One of common type of network failure is the problem of link failure – when packets of data travelling across a network fail to reach their destination due to failure in the network link. This results in network disruption, slow network service and even a loss of network connectivity. Over the course of their research, the team found that while there are link failure management techniques designed to solve this problem, they struggle to completely eliminate packet loss. As a result, network connections take much longer to load and affect the user experience.
Instead of finding ways to completely eliminate packet loss during link failures, the team concluded that packet loss is inevitable and chose to find ways to mask its effects. To this end, the team developed Shared Queue Ring (SQR) – an on-switch mechanism that performs in-network packet loss recovery. The mechanism completely masks packet loss from its end hosts by diverting the affected flows to alternative paths seamlessly. “We found that if we can do packet loss recovery within the network itself, it is possible to completely mask the effects of packet loss and its long recovery time,” explained Raj.

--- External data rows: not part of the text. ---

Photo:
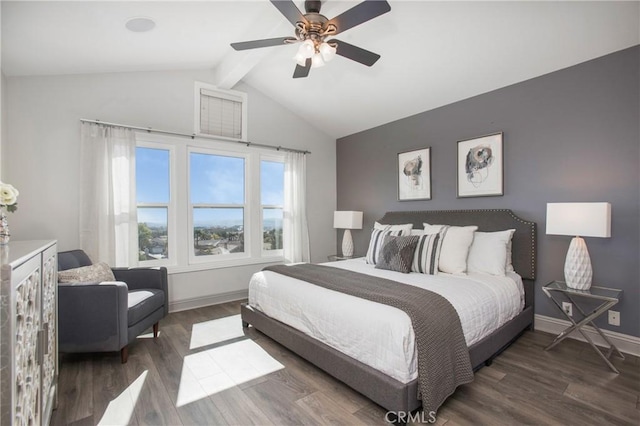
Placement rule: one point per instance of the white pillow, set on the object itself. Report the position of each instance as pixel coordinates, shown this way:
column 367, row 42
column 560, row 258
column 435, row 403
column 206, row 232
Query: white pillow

According to the team, the key idea of SQR is to continuously cache a small amount of recently transmitted packets on each switch and to retransmit the cached packets onto an alternative path when a link failure occurs. “Data centres have been using the multiple paths idea for several years now but no one has developed a mechanism that seamlessly switches a failed packet path to an alternative path,” Raj added.
“We implemented our mechanism on a programmable switch ASIC and evaluations from the test showed that SQR was able to completely mask link failures and reduce the long recovery period,” said Raj.
“It was a mere serendipity how this project came along,” said A/P Ben Leong. “Ting was a visiting student at NUS and had previously worked on network updates. Raj is my PhD student and he has been working on programmable switch ASICs. This project would not have been possible without their combined experience in these two fields.”